The withdraw leaves the whole of the city in government hands except the Waer neighbourhood.
HOMS (AFP) - At least 80 percent of rebel fighters have already pulled out of the battleground Syrian city of Homs and the rest will leave on Thursday, the provincial governor told AFP.
The negotiated withdrawal from the city centre where the rebels had held out under tight siege for nearly two years is the first in more than three years of conflict.
It leaves the rebels confined to a single district in the outskirts of a city that what was for long an iconic bastion of the uprising and Governor Talal Barazi said negotiations were well advanced for the rebels to leave that neighbourhood too in the coming weeks.
"Eighty percent of the rebels have left the city. The remaining 20 percent will leave on Thursday," Barazi told AFP.
"On Wednesday, 980 people left, the great majority rebels but some of them civilians, including women and children."
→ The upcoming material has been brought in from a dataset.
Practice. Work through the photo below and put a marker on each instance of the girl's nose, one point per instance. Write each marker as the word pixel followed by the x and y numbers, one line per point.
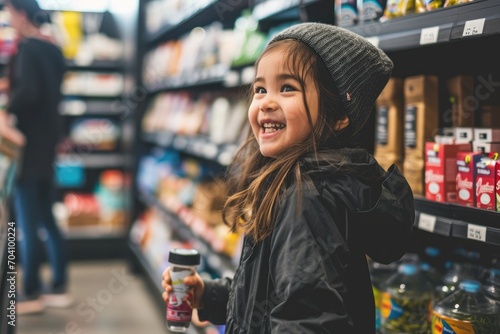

He said just 300 to 400 people now remained in the Old City where the rebels had held out for so long and they too would be bussed out on Thursday to the opposition-held town of Dar al-Kabira, 20 kilometres (13 miles) north of Homs.
The withdraw leaves the whole of the city in government hands except the Waer neighbourhood in the northwestern outskirts and Barazi said he expected a similar evacuation agreement to be reached there soon.
"In Waer things will be easier and in the coming weeks new deals will be announced to restore security," he said.
The government allowed the remaining rebels in Homs to pull out with some of their weapons in return for the release of dozens of prisoners and hostages held by opposition fighters and the delivery of relief supplies to two pro-government towns in the north which they have besieged.
It is not the first deal between the government and the rebels -- a number of ceasefires have been agreed in the outskirts of Damascus.
But it is the first time that rebel fighters have withdrawn from an area they controlled under an accord with the government.